The Green Broom Brigade is an environmentally friendly cleaning co-op, the first in what is expected to be an association of worker-owner co-ops in Lompoc.
This business fits the criteria we established for the first cooperative. It was important to us to set the stage for success with our first co-op and this was a perfect opportunity. We knew that by starting with a small, service based business, the start-up costs would be manageable and the skills needed to provide quality care and service could be learned without an intensive and expensive training program.
A positive effect on the community is part of our core values. This includes the impacts on our community, our environment, and the people who work at, and own, this co-op. Using “green” cleaning techniques and products is good for both our clients and our worker-owners. It’s important to know that our services won’t cause harm to people in your home or business. It’s also important to protect the health and safety of the worker-owners. By eliminating harsh chemicals, we know that the risk of negative impact is greatly reduced, if not completely eliminated.
Green cleaning is a unique service in our area and will be available at a reasonable price to people who care about their health and the environment.
What is the inspiration for the co-op name: Green Broom Brigade?
In the late 1800’s, Broom Brigades popped up all across the United States. They were groups of women who organized and performed drill exercises in parades and competitions. You might equate them to modern day cheerleading squads, drill teams, or marching bands. Crowds gathered to see them perform precision marching and exercises.
In 1889, at the University of Minnesota, a group of women petitioned the University to be allowed to participate in drill exercises, a popular extracurricular activity offered to the men of the University. Previously, there were no formal exercise or fitness programs available to them. Believing that it would unpopular among women, the administration agreed. They were shocked at the number of attendees. And so “Company Q” was formed. They drilled with wooden guns and practiced daily, all winter long.
Unfortunately, many in the community found the situation rather laughable.
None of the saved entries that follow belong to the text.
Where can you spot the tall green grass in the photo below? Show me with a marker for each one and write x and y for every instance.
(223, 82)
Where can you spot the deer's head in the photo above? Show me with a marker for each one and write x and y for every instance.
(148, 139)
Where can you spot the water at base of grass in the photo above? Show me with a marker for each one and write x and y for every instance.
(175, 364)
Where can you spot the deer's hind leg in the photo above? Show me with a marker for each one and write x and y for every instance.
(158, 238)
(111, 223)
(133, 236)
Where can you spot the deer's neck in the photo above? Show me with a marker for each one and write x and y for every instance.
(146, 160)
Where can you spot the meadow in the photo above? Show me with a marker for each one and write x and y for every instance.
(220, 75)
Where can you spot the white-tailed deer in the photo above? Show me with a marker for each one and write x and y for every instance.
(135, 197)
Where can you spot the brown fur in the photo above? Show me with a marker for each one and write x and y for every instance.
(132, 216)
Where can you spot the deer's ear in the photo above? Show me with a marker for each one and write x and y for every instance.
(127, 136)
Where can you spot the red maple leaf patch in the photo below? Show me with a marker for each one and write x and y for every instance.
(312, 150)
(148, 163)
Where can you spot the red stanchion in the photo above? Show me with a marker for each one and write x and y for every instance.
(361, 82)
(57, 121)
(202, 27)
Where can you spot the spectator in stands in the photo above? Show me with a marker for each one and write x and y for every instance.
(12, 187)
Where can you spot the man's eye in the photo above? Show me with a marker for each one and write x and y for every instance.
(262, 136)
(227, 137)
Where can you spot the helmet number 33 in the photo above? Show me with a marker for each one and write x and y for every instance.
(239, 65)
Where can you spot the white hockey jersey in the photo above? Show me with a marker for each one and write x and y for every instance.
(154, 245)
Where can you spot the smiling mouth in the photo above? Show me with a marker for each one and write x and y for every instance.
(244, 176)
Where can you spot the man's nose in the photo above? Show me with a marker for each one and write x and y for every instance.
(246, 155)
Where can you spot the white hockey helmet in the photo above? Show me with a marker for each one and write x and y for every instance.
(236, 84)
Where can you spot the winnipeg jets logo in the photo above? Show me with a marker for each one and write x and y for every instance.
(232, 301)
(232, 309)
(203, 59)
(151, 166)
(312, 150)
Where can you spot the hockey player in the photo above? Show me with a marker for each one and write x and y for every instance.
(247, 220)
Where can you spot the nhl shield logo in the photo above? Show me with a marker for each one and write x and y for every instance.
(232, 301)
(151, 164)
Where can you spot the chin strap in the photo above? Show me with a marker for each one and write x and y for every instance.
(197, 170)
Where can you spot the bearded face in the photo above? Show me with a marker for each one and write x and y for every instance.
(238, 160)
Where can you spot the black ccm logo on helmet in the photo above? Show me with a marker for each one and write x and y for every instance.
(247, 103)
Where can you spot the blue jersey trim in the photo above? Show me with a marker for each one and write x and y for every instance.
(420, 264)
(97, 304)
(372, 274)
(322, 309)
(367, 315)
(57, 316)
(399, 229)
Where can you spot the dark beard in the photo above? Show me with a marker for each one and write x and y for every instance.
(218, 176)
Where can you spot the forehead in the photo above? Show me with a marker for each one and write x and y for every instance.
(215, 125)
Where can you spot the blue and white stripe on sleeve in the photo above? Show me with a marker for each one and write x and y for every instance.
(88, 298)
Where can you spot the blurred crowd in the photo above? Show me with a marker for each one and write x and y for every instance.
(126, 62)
In fact, an editorial in the school newspaper sarcastically suggested that a “Broom Brigade” would be an excellent addition to the University.
At the University’s Commencement Ceremony in 1889, the first “Broom Brigade,” Company Q, performed marching drills and exercises to a wildly appreciative crowd.
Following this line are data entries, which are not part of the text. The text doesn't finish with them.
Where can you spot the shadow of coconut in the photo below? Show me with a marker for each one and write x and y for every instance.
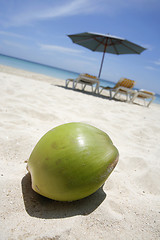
(41, 207)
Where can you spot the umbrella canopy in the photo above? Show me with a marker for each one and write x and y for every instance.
(106, 43)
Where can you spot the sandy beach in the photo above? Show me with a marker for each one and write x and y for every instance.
(128, 206)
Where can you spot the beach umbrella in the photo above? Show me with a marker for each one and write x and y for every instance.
(105, 43)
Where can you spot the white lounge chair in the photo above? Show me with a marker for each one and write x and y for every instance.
(84, 79)
(123, 86)
(143, 94)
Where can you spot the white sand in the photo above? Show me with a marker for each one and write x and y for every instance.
(128, 207)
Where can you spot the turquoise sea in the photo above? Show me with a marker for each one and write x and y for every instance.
(49, 70)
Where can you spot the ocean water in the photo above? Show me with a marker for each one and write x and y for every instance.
(49, 71)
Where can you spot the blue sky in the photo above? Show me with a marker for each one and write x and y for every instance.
(37, 30)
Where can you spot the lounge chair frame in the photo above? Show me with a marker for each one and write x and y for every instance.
(123, 86)
(143, 94)
(84, 80)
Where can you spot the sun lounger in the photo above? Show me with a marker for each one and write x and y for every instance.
(84, 79)
(145, 95)
(123, 86)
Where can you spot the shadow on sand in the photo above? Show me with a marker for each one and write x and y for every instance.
(41, 207)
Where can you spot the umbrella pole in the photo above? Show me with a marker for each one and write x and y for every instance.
(102, 60)
(101, 65)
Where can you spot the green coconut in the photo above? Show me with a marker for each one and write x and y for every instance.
(71, 161)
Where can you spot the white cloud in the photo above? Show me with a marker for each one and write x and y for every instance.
(11, 34)
(14, 44)
(59, 49)
(48, 11)
(28, 11)
(151, 68)
(66, 50)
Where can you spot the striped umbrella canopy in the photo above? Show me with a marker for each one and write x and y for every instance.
(105, 43)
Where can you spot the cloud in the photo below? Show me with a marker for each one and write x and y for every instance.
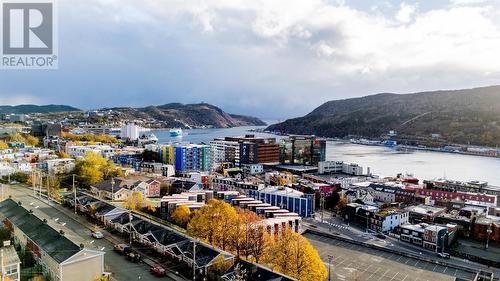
(405, 13)
(245, 55)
Women across the country embraced the opportunity to participate in a formal exercise program and Broom Brigades sprung up on college campuses and rural towns alike. Wooden guns were replaced with brooms, and women, empowered and proud, performed in parades and judged competitions.
Modern Broom Brigades are grassroots movements where people come together to literally clean up the streets. After the 2011 riots in London, hundreds of citizens arrived with brooms literally in hand to clean up the mess left on the streets. While our plan is to clean up homes and businesses, the spirit of community outreach is strong in our values.